Elle s’est formée pour devenir éducatrice. Aujourd’hui en poste au Centre de conseil pour adolescentes de Kolda, elle est aussi présidente du parlement des jeunes anti-MGF. Son activisme est enraciné dans son histoire personnelle. Jeune fille, elle a été témoin de l’excision de sa sœur, un événement traumatisant qui a failli se terminer en tragédie.
« Ma petite sœur a failli mourir », se souvient Awa. « Elle a souffert d’une grave hémorragie et la famille avait trop peur de l’emmener à l’hôpital. »
Assise à ses côtés, sa grand-mère, Coumba l’écoute, le regard profond. Elle aussi a connu les problèmes liés à la pratique. Autrefois, elle était une exciseuse et respectée comme telle dans la communauté.
« J’ai pratiqué cela pendant plus de dix ans », dit-elle. « Dans certains villages, je pouvais exciser jusqu’à 20 filles par jour. »
En tant qu’aînée et pratiquant ce rituel traditionnel, Coumba faisait figure d’autorité sur les coutumes locales. Ce statut lui a donné une influence particulière au sein de sa communauté. Mais elle y a renoncé et a décidé de ne plus pratiquer. Sa petite-fille y est pour beaucoup.
Une nouvelle perspective
Déterminée à mettre fin à cette pratique néfaste, Awa a rejoint le projet The Girl Generation mené par les équipes d’Amref Health Africa dans plusieurs pays d’Afrique, dont le Sénégal. Une fois enrôlée, elle a appris les techniques de sensibilisation pour aborder, avec empathie et sensibilité, le sujet délicat des traditions profondément enracinées.

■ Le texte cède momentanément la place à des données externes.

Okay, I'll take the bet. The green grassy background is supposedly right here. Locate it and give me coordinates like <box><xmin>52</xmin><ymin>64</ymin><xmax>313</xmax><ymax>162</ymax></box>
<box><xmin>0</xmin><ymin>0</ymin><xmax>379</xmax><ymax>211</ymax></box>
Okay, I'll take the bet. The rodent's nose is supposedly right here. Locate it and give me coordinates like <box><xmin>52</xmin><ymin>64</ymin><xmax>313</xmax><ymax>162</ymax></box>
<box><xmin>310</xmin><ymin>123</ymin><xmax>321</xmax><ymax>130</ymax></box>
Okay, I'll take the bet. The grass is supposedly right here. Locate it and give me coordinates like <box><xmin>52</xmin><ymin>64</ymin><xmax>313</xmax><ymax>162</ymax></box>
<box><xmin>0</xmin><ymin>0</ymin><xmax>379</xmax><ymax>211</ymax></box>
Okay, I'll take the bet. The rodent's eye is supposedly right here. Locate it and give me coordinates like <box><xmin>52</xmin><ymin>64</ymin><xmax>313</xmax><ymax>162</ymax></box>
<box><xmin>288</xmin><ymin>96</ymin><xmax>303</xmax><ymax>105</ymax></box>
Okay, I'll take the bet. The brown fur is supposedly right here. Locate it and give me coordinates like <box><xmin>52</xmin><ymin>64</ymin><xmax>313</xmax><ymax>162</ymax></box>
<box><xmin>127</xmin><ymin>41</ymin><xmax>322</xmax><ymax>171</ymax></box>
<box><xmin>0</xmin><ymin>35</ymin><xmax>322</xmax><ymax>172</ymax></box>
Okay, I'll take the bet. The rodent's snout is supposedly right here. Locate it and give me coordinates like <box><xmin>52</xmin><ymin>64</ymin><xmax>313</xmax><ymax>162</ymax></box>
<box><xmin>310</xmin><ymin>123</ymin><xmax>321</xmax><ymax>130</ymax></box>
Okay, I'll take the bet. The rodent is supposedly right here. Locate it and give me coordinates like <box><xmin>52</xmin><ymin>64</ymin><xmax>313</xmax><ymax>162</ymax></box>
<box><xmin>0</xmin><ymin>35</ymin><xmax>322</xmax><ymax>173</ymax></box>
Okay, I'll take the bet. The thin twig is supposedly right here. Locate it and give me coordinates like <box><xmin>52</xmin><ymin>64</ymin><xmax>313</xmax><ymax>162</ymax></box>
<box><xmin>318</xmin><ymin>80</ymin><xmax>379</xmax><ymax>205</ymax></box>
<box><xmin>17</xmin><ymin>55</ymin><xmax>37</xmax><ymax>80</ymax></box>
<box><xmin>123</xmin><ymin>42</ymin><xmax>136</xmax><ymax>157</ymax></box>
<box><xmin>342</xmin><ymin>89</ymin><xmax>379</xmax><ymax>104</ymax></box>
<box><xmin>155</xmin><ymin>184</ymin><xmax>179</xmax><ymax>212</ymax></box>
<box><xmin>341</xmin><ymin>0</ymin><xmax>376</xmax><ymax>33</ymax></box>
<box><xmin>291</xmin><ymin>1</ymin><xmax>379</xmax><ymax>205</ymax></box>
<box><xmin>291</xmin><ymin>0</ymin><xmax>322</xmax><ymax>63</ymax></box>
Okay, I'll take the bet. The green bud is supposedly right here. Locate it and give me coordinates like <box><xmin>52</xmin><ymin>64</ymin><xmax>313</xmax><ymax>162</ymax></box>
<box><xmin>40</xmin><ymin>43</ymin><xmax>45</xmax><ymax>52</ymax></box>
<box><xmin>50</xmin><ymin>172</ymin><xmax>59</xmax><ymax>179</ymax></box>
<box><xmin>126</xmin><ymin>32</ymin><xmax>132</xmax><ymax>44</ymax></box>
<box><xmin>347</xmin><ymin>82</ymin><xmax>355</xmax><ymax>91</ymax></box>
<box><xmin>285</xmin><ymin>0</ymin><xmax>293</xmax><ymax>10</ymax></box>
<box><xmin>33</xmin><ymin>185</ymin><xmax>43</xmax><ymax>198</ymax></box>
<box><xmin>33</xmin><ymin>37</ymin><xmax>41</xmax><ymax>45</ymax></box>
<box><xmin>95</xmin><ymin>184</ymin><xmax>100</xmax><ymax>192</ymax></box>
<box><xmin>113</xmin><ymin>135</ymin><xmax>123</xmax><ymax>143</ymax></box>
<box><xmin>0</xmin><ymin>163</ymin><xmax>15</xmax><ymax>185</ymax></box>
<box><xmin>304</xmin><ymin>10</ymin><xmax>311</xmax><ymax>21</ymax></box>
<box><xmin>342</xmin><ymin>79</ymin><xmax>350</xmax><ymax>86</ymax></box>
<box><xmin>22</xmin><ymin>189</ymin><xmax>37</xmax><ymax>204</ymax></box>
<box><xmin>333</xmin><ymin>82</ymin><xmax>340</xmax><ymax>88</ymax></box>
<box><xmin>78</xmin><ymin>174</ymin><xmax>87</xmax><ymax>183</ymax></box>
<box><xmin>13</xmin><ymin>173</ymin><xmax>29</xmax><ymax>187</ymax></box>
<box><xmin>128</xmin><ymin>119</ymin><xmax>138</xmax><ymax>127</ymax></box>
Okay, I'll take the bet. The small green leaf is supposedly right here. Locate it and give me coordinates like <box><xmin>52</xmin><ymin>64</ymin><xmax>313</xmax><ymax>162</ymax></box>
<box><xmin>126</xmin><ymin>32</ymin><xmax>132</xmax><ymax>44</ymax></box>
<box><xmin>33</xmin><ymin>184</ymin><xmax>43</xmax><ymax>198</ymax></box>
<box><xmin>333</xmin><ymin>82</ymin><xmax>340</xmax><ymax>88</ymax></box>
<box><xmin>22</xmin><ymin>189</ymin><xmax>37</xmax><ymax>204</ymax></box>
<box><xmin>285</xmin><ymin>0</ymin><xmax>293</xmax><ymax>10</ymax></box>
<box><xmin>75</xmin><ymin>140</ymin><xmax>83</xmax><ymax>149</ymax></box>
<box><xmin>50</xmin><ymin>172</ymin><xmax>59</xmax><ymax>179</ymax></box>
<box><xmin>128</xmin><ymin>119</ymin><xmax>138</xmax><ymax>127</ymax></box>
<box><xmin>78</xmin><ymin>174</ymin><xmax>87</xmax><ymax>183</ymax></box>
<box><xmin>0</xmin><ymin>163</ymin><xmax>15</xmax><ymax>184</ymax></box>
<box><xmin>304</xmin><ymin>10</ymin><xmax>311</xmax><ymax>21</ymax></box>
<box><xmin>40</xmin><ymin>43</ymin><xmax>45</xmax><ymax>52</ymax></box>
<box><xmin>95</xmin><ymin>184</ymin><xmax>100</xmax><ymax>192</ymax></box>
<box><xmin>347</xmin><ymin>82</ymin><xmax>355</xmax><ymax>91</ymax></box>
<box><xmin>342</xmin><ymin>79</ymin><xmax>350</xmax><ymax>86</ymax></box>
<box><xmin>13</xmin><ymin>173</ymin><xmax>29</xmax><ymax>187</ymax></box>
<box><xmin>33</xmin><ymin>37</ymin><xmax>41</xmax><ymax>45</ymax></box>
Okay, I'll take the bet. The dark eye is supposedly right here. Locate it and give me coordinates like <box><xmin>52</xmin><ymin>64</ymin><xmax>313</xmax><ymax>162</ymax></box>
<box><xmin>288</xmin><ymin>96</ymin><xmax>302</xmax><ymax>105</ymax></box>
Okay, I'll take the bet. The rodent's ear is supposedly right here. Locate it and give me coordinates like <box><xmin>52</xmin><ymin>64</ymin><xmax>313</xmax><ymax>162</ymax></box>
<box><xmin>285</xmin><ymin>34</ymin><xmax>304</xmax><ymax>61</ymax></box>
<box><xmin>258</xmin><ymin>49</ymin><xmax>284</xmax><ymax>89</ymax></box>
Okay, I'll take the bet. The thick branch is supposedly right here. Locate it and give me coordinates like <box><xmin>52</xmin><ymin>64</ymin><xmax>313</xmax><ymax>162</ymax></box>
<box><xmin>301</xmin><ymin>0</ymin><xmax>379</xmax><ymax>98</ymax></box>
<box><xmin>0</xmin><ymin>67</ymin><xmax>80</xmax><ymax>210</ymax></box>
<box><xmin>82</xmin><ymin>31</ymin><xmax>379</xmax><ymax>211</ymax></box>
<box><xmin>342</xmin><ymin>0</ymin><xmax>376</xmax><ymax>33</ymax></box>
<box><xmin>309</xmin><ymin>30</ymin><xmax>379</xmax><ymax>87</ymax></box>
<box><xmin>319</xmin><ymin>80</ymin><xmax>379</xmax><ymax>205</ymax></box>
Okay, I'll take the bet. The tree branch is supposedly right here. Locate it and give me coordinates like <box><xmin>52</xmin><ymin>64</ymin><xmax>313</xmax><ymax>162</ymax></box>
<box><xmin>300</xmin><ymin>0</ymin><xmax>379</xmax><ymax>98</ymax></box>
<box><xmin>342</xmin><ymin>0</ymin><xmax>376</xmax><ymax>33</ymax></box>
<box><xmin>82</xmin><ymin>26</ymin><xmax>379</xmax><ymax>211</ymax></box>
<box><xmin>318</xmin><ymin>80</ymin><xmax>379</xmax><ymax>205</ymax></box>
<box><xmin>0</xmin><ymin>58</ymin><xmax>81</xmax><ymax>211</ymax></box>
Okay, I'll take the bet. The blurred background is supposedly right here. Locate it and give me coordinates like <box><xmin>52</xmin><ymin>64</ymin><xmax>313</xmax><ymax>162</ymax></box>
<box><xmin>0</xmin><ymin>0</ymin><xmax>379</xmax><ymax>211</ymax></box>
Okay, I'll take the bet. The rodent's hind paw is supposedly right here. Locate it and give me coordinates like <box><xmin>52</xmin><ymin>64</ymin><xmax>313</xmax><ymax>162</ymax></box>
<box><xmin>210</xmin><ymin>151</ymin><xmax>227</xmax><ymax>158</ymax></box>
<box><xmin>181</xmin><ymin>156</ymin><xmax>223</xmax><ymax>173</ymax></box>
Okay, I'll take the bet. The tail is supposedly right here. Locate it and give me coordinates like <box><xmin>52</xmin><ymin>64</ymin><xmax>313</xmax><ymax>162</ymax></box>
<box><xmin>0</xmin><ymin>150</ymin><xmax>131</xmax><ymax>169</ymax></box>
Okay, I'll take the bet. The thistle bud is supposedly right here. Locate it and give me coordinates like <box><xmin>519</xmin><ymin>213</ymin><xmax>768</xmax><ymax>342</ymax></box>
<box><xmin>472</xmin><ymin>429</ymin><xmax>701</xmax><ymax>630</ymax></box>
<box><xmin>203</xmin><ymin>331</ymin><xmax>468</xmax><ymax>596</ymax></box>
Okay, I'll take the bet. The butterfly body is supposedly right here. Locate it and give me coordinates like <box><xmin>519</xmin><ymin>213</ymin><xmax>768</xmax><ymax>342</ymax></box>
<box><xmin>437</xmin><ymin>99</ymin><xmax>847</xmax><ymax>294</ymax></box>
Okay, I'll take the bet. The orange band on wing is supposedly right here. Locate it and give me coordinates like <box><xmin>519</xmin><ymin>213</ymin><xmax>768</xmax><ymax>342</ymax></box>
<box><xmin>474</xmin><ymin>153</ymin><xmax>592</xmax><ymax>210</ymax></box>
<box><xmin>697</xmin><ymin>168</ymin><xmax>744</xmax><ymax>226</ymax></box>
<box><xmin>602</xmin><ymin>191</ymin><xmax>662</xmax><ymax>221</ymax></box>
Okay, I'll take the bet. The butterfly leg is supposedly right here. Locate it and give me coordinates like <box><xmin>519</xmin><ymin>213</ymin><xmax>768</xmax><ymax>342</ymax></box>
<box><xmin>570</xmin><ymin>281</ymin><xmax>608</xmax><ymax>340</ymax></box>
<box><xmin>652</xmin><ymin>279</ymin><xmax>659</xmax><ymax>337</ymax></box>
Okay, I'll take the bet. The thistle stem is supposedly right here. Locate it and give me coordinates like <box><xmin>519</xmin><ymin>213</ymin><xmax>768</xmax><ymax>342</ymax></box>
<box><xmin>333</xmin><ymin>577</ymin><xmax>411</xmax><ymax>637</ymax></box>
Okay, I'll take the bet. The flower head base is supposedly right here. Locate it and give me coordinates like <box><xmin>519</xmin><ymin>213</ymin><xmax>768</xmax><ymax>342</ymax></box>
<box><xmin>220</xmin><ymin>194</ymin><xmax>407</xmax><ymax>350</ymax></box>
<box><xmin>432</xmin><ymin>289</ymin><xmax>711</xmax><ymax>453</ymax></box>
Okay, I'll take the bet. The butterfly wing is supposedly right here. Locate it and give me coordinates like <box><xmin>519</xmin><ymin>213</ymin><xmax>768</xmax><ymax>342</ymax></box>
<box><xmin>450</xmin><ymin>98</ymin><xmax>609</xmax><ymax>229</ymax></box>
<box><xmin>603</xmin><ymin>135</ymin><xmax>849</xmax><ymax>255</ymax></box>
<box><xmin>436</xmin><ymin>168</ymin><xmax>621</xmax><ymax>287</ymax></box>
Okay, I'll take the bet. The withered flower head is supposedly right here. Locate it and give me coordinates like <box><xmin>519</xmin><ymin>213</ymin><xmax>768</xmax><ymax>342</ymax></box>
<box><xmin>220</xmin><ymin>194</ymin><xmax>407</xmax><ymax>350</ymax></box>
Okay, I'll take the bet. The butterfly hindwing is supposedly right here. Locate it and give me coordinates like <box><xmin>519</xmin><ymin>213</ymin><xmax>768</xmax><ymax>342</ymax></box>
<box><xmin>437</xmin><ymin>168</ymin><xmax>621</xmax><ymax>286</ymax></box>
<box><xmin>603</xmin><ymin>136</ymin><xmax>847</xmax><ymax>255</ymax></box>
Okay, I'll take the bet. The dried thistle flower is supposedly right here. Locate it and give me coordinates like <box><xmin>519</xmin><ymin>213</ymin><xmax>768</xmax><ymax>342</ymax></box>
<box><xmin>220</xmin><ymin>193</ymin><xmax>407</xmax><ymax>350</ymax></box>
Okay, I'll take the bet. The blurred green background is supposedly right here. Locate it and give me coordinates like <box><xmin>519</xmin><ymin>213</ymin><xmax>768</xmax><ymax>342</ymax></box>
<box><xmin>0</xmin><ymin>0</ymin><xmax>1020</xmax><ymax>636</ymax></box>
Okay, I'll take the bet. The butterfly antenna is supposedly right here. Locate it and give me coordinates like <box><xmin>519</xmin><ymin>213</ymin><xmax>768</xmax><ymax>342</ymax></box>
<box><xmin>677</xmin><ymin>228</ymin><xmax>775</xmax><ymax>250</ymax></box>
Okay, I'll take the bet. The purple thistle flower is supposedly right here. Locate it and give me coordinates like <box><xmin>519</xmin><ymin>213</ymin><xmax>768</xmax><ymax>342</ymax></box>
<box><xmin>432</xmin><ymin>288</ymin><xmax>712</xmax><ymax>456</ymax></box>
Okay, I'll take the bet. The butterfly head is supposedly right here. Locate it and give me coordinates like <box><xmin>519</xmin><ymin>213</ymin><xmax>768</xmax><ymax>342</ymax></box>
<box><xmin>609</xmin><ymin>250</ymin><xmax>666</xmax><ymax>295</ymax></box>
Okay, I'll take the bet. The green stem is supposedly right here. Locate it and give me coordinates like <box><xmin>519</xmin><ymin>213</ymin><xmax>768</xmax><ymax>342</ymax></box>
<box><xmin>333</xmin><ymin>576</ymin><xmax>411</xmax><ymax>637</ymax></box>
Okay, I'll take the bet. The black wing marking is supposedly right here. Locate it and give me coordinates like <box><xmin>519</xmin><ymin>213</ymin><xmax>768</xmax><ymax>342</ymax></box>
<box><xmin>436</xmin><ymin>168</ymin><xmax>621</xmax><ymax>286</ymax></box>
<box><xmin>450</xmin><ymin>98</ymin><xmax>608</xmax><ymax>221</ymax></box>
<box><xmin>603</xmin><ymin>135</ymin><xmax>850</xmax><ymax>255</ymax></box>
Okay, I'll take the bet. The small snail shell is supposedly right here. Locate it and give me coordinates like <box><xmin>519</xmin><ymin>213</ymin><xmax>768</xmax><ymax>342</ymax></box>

« Pour une meilleure sensibilisation, vous devez d’abord avoir des informations », explique Awa.
Dotée des connaissances acquises au cours de sa formation, elle a mis en place des dialogues mère-fille, qui ont permis aux familles d’échanger ouvertement sur ces pratiques et de leur conséquences sur la santé des filles et des femmes. Ces conversations n’étaient pas faciles. Le manque de connaissances, les idées reçues et la résistance étaient courants. La crainte du qu’en-dira-t-on et la peur du changement étaient profondes. Mais Awa a persévéré. Elle a même confronté à sa propre famille.
La conversation la plus difficile qu’Awa a eue fut celle avec sa grand-mère, Coumba, qui l’avait excisée lorsqu’elle était enfant.
Awa a utilisé tout ce qu’elle avait appris dans sa formation : les aides visuelles, les données factuelles sur les séquelles graves à long terme, des textes de loi… Elle a même menacé de dénoncer sa grand-mère à la police si elle n’arrêtait pas de pratiquer l’excision. Au départ, Coumba était sur la défensive et contrariée.
« Nous ne nous parlions plus », se souvient Awa. « Elle s’est sentie blessée par mes paroles quand je lui ai dit qu’elle devait abandonner cette pratique. »
Mais Awa a fait preuve d’empathie et de compréhension, évitant de la blâmer. Elle a mis l’accent sur l’amour pour sa grand-mère et le désir de protéger les générations futures. Finalement, Coumba a commencé à écouter et à réfléchir. Elle a été touchée par le courage et la maturité de sa petite-fille.
« Depuis qu’Amref a commencé à sensibiliser le public, je n’ai pas excisé de filles », admet Coumba.
Le travail d’Awa a porté ses fruits. L’ancienne exciseuse reconnaît que, bien qu’elle soit une tradition, la pratique de l’excision cause des dommages de toutes sortes à celles qui la subissent.
« Les filles qui sont excisées souffrent souvent de conséquences sur leur santé à vie, en particulier pendant l’accouchement », dit-elle. « J’ai abandonné cette pratique parce que je me suis rendu compte des dégâts qu’elle faisait. »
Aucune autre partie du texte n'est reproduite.